My recollection of our data is that TMZ was aqueous boundary layer-limited, or it's apparent permeability coefficient would be dependent upon how well the model system used to measure it is mixed. In our MDR1-MDCK cell monolayer assay, TMZ had a Papp of ~65 x 10^-6 cm/sec. In vivo, TMZ is rapidly metabolized in blood so we couldn't get a good measure of its BBB permeability; however, brain-to-plasma ratios of TMZ were very high within 5 min of an IV (tail vein) dose. In other words, TMZ equilibrated across the BBB rapidly and once in the brain was protected from rapid degradation whereas the blood-borne TMZ was very low due to degradation. We never measured the metabolic product. Unfortunately, since I am retired I no longer have access to such data.

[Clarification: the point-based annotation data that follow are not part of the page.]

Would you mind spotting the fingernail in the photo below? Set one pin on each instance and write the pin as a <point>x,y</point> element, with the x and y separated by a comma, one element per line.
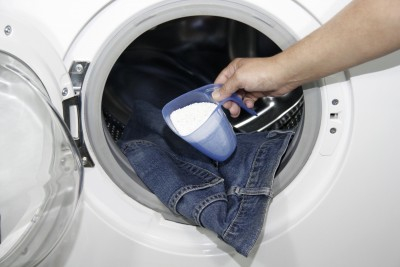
<point>216,93</point>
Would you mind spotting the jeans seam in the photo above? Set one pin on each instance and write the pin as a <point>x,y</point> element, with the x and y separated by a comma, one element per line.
<point>205,203</point>
<point>178,194</point>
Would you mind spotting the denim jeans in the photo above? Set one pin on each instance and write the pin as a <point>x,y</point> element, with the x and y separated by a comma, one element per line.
<point>229,198</point>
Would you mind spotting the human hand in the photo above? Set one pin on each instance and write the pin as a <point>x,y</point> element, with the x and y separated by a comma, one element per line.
<point>250,78</point>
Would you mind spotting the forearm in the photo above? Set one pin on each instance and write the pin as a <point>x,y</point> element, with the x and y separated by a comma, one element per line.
<point>364,30</point>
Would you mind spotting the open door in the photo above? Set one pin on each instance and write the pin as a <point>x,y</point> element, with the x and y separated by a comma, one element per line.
<point>40,169</point>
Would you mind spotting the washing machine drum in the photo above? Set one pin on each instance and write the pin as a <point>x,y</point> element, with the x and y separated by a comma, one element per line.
<point>40,172</point>
<point>173,58</point>
<point>187,53</point>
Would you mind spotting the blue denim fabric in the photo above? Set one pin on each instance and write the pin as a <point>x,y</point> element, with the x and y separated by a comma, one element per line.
<point>230,198</point>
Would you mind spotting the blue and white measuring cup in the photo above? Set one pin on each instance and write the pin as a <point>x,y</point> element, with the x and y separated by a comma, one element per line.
<point>215,137</point>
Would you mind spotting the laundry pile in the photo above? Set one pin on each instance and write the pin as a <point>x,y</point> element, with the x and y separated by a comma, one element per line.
<point>230,198</point>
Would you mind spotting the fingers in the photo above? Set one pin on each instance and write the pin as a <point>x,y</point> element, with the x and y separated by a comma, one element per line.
<point>233,108</point>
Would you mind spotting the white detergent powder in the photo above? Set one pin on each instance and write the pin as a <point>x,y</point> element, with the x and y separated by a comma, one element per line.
<point>187,119</point>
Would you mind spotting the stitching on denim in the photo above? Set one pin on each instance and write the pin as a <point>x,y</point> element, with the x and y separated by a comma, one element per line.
<point>177,195</point>
<point>239,191</point>
<point>194,169</point>
<point>251,177</point>
<point>205,203</point>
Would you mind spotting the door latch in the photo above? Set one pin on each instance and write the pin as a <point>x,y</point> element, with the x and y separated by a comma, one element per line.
<point>72,110</point>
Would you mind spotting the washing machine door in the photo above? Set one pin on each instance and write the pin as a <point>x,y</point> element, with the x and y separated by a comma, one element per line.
<point>40,171</point>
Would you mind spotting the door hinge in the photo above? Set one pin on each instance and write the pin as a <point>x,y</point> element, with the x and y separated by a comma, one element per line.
<point>72,110</point>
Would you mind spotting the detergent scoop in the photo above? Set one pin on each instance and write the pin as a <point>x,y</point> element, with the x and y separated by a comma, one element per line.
<point>200,121</point>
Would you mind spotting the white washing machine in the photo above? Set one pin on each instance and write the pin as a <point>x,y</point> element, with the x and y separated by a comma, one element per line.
<point>336,192</point>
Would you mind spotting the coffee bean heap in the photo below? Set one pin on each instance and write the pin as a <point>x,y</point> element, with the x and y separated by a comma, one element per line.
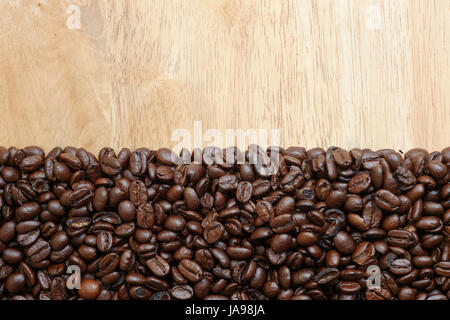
<point>139,226</point>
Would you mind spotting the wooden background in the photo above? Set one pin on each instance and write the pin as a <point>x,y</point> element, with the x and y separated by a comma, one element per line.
<point>349,73</point>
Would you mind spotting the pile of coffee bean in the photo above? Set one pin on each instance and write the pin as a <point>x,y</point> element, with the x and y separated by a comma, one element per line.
<point>149,224</point>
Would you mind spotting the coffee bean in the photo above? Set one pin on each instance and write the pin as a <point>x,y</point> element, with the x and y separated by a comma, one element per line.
<point>89,289</point>
<point>144,225</point>
<point>158,266</point>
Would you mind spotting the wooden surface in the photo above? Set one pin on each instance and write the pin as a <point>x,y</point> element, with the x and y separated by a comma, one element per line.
<point>327,72</point>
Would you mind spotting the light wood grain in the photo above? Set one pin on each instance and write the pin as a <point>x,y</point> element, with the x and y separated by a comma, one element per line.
<point>362,73</point>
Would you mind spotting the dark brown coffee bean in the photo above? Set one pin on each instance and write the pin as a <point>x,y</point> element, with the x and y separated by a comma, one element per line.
<point>158,266</point>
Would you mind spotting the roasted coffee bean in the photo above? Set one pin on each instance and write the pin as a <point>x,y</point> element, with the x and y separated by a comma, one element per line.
<point>158,266</point>
<point>148,224</point>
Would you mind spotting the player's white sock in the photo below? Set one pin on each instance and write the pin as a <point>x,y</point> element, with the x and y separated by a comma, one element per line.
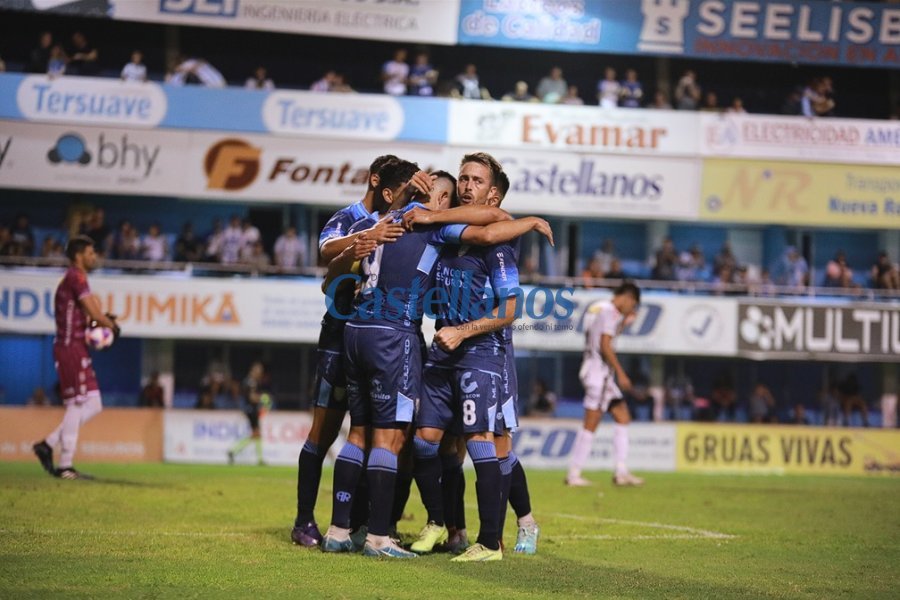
<point>526,521</point>
<point>583,442</point>
<point>620,448</point>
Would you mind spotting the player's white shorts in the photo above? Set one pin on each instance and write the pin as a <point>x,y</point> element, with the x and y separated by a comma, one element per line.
<point>600,387</point>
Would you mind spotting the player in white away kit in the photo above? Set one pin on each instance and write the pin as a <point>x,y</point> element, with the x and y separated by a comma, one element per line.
<point>600,370</point>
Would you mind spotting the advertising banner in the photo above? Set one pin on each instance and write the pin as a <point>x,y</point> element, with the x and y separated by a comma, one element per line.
<point>573,128</point>
<point>591,185</point>
<point>797,31</point>
<point>204,436</point>
<point>787,450</point>
<point>115,435</point>
<point>548,443</point>
<point>790,138</point>
<point>850,332</point>
<point>805,194</point>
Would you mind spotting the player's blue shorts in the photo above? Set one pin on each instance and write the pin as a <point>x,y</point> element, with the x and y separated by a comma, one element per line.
<point>331,382</point>
<point>460,400</point>
<point>384,368</point>
<point>508,415</point>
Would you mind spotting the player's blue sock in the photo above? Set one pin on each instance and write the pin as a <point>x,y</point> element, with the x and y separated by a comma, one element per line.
<point>382,475</point>
<point>505,480</point>
<point>450,487</point>
<point>487,489</point>
<point>519,498</point>
<point>347,469</point>
<point>428,478</point>
<point>309,473</point>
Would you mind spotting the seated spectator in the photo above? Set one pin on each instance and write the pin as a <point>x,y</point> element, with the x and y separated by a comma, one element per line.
<point>884,274</point>
<point>519,94</point>
<point>661,101</point>
<point>631,93</point>
<point>82,57</point>
<point>791,270</point>
<point>422,76</point>
<point>39,59</point>
<point>56,65</point>
<point>260,80</point>
<point>135,71</point>
<point>711,103</point>
<point>290,251</point>
<point>572,98</point>
<point>195,70</point>
<point>608,89</point>
<point>187,247</point>
<point>152,394</point>
<point>687,92</point>
<point>154,246</point>
<point>591,272</point>
<point>324,84</point>
<point>737,106</point>
<point>838,273</point>
<point>468,85</point>
<point>762,405</point>
<point>666,261</point>
<point>394,74</point>
<point>543,400</point>
<point>552,88</point>
<point>22,236</point>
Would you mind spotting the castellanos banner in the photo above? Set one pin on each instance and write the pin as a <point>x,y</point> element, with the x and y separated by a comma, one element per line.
<point>802,31</point>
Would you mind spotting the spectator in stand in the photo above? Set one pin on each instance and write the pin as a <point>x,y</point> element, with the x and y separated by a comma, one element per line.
<point>687,92</point>
<point>572,98</point>
<point>838,273</point>
<point>39,59</point>
<point>608,89</point>
<point>22,236</point>
<point>232,243</point>
<point>98,231</point>
<point>711,102</point>
<point>519,94</point>
<point>82,57</point>
<point>791,269</point>
<point>324,84</point>
<point>884,274</point>
<point>195,70</point>
<point>815,101</point>
<point>591,272</point>
<point>187,247</point>
<point>290,251</point>
<point>661,101</point>
<point>543,400</point>
<point>632,93</point>
<point>394,74</point>
<point>666,261</point>
<point>154,246</point>
<point>152,395</point>
<point>552,88</point>
<point>737,106</point>
<point>422,76</point>
<point>260,80</point>
<point>762,405</point>
<point>56,65</point>
<point>615,270</point>
<point>468,85</point>
<point>136,70</point>
<point>126,242</point>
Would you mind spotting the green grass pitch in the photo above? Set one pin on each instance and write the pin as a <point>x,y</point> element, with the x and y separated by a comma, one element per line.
<point>166,531</point>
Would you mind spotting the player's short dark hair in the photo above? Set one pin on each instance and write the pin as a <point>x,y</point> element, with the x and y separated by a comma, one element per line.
<point>628,287</point>
<point>483,158</point>
<point>77,245</point>
<point>452,180</point>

Hello Dr. Raub, thank you so much for your assistance. Would you be able to guide me towards a specific publication in which the 65x10^-6 cm/sec value was calculated for MDCKs? Thanks!
Tsinman et al 2011, Avdeef & Sun 2011 developed a BBB prediction model, based on ~600 in situ brain perfusion values (list in Absorption and Drug Development, 2012) , according to which the predicted BBB Papp = 1.86 x 10-6 cm/s. If one can assume that temozolomide is not a substrate to a transporter, then the permeability is predicted to be 1% flow limited, 18% via paracellular, with the remainder via transcellular passive route.
I'm wondering if anyone is sitting in with a Blood-Brain Barrier permeability value (2D MDCK cell value or a 3D brain perfusion value) for aripiprazole or methylphenidate(ritalin)?
There are nearly 600 in situ BBB permeability entries in Table 9.7 in Absorption and Drug Development (2012). Unfortunately, the 3 molecules you mention are not there. However, Caco-2/MDCK rhodamine 123 values may be found in: (1) Kanaan M, et al. Curr. Drug Metab. 2008, 9, 144-151; (2) Troutman MD, Thakker DR. Rhodamine 123 requires carrier-mediated influx for its activity as P-glycoprotein substrate in Caco-2 cells. Pharm. Res. 2003, 20, 1192-1199; (3) Wang Q, et al. Evaluation of the MDR-MDCK cell line as a permeability screen for the blood-brain barrier. Int. J. Pharm. 2005, 288, 349-359. Transporter effects are complicated.
I am also working with Nicotine, and Abilify (aripiprazole), would you happen to know if there are measured values for any of these? Again, so far extensive searches of Pubmed have revealed nothing.
I have not seen in situ brain perfusion (PS) values for either nicotine or aripiprazole. Tom Raub published nicotine Caco-2 & MDCK values for nicotine: 178-399 x10-6 cm/s (intrinsic values): Garberg P, et al. In vitro models for the blood-brain barrrier.Toxicol. In Vitro 2005, 19, 299-334. I've attached pCEL-X predictions: aripiprazole PS = 278 x 10-4 mL/s/g, nicotine PS = 73 x 10-4 mL/s/g. Hope this helps. Maybe Tom can add more.
I don't have measured values for the permeability of Ritalin in my databases. The pKa was reported as pKa 8.80 in Siegel et al. J. Am. Pharm. Assoc. 48(1959) 431-439. The pCEL-X predicted values are in the attached pdf file. Hope this helps.
Dear Dr. Avdeef, I was wondering if I could pick your brain again. I'm still looking for a BBB brain perfusion value for nicotine. I have the following paper https://jpet.aspetjournals.org/content/jpet/314/2/636.full.pdf with a brain perfusion model for nicotine. However all values are given as permeability-surface area products (PA). Is there a way of transferring this value to a 3D brain perfusion permeability P?
It's usually reasonable to assume there are 100 cm2 per gram of rodent brain tissue. If the PA values are in units of 10-4 mL/g.s, then simply divide the PA value by 100 to get P in units of 10-6 cm/s.
(I don't have access to Paul Lockman's article. Maybe you can get his take on the unit conversions, if I understood correctly.)